Practice Analysis: Using ARKit to realize live Scene virtualization (Part 1)

Editor’s note: AR games are common, but have you ever tried to embed live footage with an AR screen in the live footage? We will take you through two articles, from the simple to the deep, take you to see how AR and audio and video live collision sparks.

This article we will from ARKit development principle, to demo code, with you to achieve an AR application.

In the next chapter, we will focus on audio and video information collection, scene rendering, and share with you how to achieve AR video conference demo example. Welcome to the RTC developer community to exchange experience with more developers and participate in more technical events.

In July this year, Apple launched the AR tool ARKit, really shining everyone’s eyes. From the reviews so far, ARKit is mature enough to be ready for commercial use.

In iOS, ar consists of two parts: ARKit and rendering. ARKit is mainly responsible for AR calculation. It takes the video frames captured by ARCamera as the background and uses visual inertia ranging (VIO) to accurately track the surrounding world, coordinate conversion, scene construction and plane capture. Then, through SceneKit(3D)/SpritKit(2D) or Metal library rendering, virtual objects and the real world to engage, to achieve the purpose of augmented reality.

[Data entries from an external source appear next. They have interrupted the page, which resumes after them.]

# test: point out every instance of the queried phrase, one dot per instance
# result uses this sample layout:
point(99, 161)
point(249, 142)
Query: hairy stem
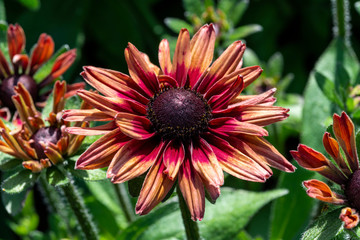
point(191, 227)
point(124, 202)
point(76, 203)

Today we’re going to take a closer look at ARKit and see what powerful tools Apple has provided us to quickly build an AR application.

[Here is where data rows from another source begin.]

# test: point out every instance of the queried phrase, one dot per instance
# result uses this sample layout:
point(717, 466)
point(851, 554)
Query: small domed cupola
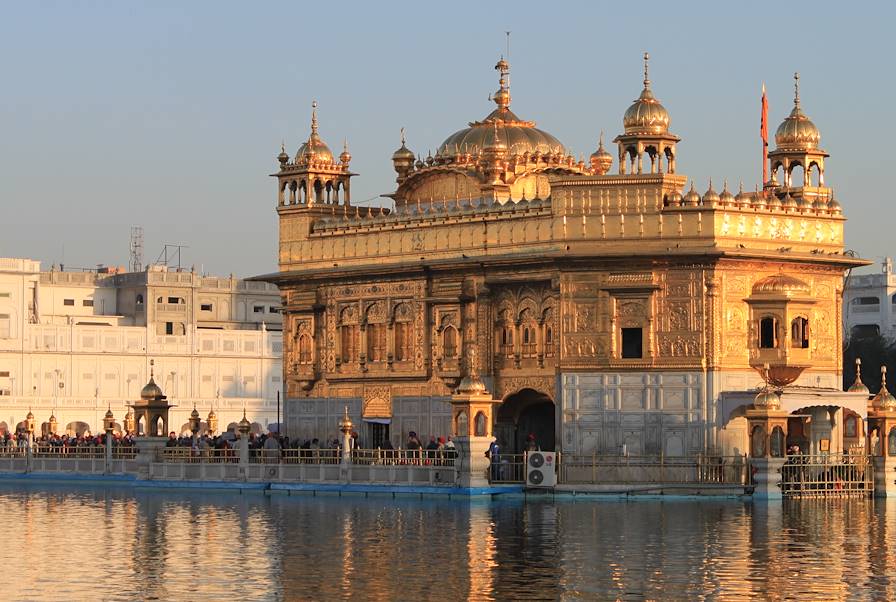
point(710, 197)
point(646, 133)
point(692, 198)
point(797, 142)
point(601, 160)
point(858, 386)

Before explaining our AR program, we need to understand a few basic concepts of ARKit. Only after these basic concepts are understood, can we clearly know how to write an AR program.

A few important concepts

Spatial positioning and direction tracking the video frame was obtained through ARCamera and calculated by VIO.
Scene understanding, platform detection, click detection, light detection this is calculated by the internal module of ARSession management.
Render layers can be rendered via SceneKit/SpritKit or Metal/OpenGL. Today is mainly about SceneKit for rendering.

What are feature points

The goal of AN AR is to insert virtual content into a specific point in the real world and keep track of that virtual content as it moves through the real world.

Once ARKit captures the features of an image from a video frame, it can track those features from multiple frames. As the user moves in the real world, the corresponding feature points can be used to estimate 3D pose information. The more the user moves, the more features are acquired and optimized for these estimated 3D pose information.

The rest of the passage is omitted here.